Uzun süredir kitap almıyorum ve bir süre daha almamayı düşünüyorum. Bunun iki sebebi var, birincisi evdeki kitaplıklarda okumadığım hâlâ bir sürü kitabım var, ikincisi kitap artık gerçekten pahalı. Ve ben eski ben değilim, kitap fetişistliğini bırakmaya karar verdim. Neticede kitabın kendisine sahip olmanın değil içindekilere sahip olmanın önemli olduğunu düşünüyorum. Bu yüzden kitap satın almama kararıma uymaya çalışıyorum. Ya evdekilerden okuyorum ya da kütüphaneden ödünç alıyorum. Kendi tabirimle obez okur, Baran Doğan’ın tabiriyle çöp okur olmamak adına katıldığım Çekmeköy Dayanışması okuma grubuyla eş zamanlı okuma yapmaya çalışıyorum hâlâ. Güzel bir listemiz, nitelikli kitaplarımız var. Lakin son iki kitabı kütüphanede bulamayınca mecburen internetten pdfsini indirip tabletten okudum. Tabletten okumanın artıları yok mu? Var, elbet. En basitinden 400 sayfalık kitap yerine incecik bir tablet taşıyorsun çantanda. Bunun yanı sıra tablette pek çok kitap saklayabileceğinden, sıkıldığında başka bir kitaba geçiş yapabiliyorsun. Gelgelelim kitabın o sıcaklığı, romantizmi yok arkadaş, yok. Kindle gibi direkt bu iş için üretilmiş elektronik kitap okuyucular var. Onlardan okumak elbette fark yaratıyordur lakin yine de kitap okuyucularının bunları bağırlarına yakın zamanda basacaklarını düşünmüyorum.


İşte Yakup Kadri’nin Yaban’ı ile Tanpınar’ın Huzur’unu istemeye istemeye de olsa tabletten okumak zorunda kaldım. Bu süreç beni ciddi anlamda yordu. Daha önce tabletten kitaplar okumuştum ama onlar araştırma-inceleme kitaplarıydı. Romanların ise sizi içine davet eden bir ruhu var ve tabletten okurken ben bu ruhu bir türlü bulamadım. Bu iki güçlü romanın da kıyılarında gezinip derinliklerine inemedim o yüzden. Gerçi ikisini de ikinci okuyuşumdu. Yabancı değildim onlara ama birini on altı yaşında diğerini on sekiz yaşında okumuştum ve o yaşlarda kıyısında bile dolaşamamış sadece karşıdan bakabilmiştim. O haldeyken bile beni çok etkilediklerini hatırlıyorum.

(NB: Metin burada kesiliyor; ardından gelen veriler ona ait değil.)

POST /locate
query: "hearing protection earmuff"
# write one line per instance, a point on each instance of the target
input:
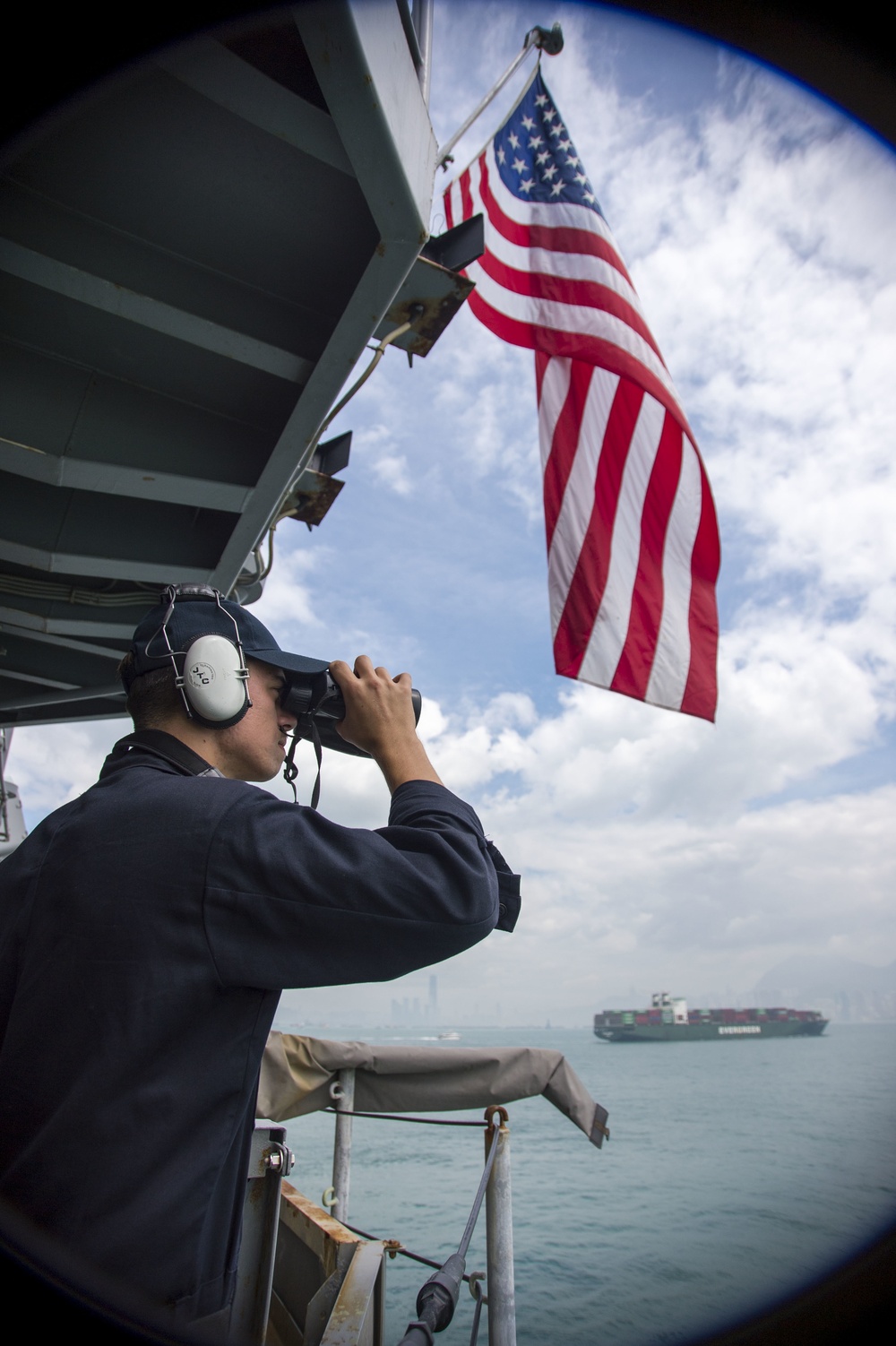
(211, 673)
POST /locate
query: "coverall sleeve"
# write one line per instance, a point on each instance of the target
(294, 900)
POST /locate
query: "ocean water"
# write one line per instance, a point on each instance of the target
(737, 1171)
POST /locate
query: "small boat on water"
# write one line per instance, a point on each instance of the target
(668, 1019)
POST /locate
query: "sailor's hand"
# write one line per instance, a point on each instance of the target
(380, 719)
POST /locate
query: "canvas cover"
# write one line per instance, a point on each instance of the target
(297, 1074)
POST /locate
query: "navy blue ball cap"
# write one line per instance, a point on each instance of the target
(196, 613)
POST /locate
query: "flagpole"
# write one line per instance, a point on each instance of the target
(542, 39)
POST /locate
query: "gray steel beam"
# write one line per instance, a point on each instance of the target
(233, 83)
(73, 283)
(361, 59)
(32, 677)
(101, 567)
(39, 699)
(116, 479)
(59, 630)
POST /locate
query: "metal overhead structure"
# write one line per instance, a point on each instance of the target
(193, 257)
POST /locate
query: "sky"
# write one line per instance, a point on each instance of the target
(655, 851)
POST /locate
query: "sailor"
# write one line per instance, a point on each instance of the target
(148, 928)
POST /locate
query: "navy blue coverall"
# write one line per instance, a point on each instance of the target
(145, 933)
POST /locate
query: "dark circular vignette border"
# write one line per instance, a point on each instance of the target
(845, 54)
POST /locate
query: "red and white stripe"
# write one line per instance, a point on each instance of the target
(633, 541)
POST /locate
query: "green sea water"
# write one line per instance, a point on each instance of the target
(737, 1171)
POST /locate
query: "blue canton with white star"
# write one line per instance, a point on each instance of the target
(536, 158)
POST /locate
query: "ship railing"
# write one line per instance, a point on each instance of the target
(306, 1278)
(323, 1281)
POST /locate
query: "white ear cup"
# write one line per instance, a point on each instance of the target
(211, 678)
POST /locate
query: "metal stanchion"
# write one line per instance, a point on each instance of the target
(499, 1238)
(343, 1097)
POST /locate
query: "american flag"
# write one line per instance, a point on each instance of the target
(633, 541)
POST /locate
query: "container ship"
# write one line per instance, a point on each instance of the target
(668, 1019)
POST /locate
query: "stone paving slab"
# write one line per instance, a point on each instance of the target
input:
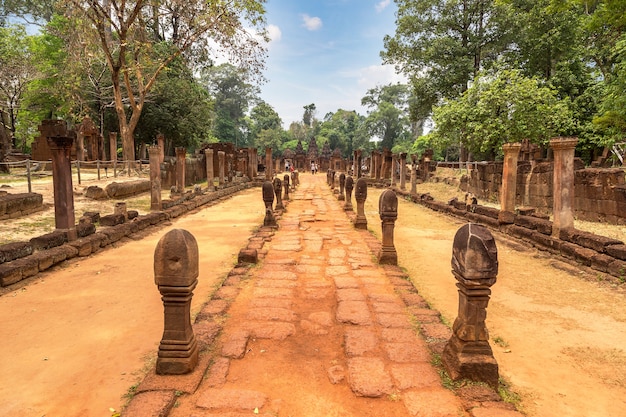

Ben kitap okurken notlar almayı çok severim. Üşenmem; kitapta beğendim cümleleri, bazen paragrafları bile yazarım defterime. Tabletten okurken böyle bir imkân yoktu. Beğendiğim bölümlerin ekran görüntüsünü aldım almasına ama açıp defteri not yazmanın yerini tutmuyor. Söz uçar, yazı kalır demişler ya. Hakikaten öyle. Emek verdiğin şey beyninde daha bir yer ediyor. Bunları yapamadığım bir okuma beni ne tatmin ediyor ne mutlu…


Huzur’u da işte bu huzursuzluk içinde okudum. Yani yazamadan çizemeden.